Plus qu'un ordinaire film historique à costumes , Bertrand Tavernier réussissait en 1975 une oeuvre magistrale , pleine de noirceur et de cynisme et non dénuée d'ironie et d'humour , sur une des périodes les plus mal connues de l'Histoire de France , à savoir la Régence (1715-1723) de Philippe d'Orléans après la mort de Louis XIV et dont ce dernier était l'oncle.
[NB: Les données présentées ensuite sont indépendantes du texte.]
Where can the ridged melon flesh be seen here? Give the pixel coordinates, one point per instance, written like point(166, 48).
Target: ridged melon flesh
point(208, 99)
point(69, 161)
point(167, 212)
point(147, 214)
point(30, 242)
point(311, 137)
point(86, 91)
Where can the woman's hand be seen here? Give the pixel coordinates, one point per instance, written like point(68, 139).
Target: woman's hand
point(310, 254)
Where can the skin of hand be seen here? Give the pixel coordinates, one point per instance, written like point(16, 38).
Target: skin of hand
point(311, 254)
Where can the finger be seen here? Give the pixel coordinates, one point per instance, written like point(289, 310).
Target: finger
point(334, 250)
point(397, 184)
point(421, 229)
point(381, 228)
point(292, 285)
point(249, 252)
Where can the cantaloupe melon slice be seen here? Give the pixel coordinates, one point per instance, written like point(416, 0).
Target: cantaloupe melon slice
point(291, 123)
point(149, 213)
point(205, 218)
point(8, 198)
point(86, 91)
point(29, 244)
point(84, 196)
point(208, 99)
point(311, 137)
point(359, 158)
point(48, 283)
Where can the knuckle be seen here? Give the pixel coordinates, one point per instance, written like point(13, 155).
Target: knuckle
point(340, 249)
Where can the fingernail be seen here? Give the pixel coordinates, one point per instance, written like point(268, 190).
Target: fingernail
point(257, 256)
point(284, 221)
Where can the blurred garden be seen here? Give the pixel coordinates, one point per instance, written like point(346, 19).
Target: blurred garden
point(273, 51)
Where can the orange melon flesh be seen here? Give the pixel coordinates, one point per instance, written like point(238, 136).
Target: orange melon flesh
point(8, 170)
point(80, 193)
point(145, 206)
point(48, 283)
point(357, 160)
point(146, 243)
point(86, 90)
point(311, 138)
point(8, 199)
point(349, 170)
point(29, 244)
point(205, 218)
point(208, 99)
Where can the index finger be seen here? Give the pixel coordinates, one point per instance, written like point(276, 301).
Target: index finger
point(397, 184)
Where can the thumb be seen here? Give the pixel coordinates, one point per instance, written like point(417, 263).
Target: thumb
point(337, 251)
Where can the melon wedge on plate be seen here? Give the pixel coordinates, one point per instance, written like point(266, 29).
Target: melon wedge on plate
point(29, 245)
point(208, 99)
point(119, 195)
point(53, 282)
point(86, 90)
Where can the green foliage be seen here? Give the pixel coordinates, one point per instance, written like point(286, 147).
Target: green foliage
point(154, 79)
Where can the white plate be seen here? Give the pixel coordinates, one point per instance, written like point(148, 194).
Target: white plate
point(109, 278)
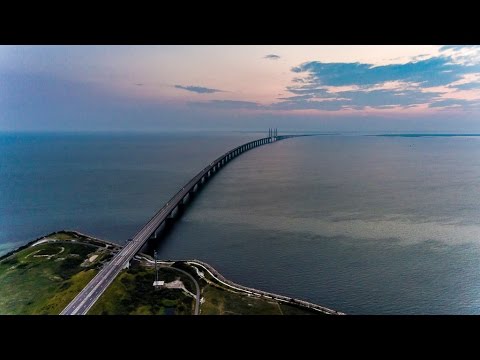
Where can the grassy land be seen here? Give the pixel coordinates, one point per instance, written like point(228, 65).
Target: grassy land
point(132, 293)
point(43, 279)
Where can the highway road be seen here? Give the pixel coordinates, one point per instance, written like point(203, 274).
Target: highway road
point(95, 288)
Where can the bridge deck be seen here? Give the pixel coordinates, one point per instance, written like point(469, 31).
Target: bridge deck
point(95, 288)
Dans ce film , B. Tavernier brosse aussi le tableau réaliste et sans fards ,voire cru , d'une monarchie décadente et d'une cour royale avide de plaisirs et d'orgies en tous genres , ceux de la table et de la chair , après les années d'austérité de la fin du règne du roi -Soleil , négligeant les affaires du pays et les délaissant au profit de quelques personnages dont des écclésiastiques dépravés et sans le moindre scrupule tel cet abbé Dubois qui occupait alors un poste comparable à celui de principal ministre du Roi ou plutôt du Régent.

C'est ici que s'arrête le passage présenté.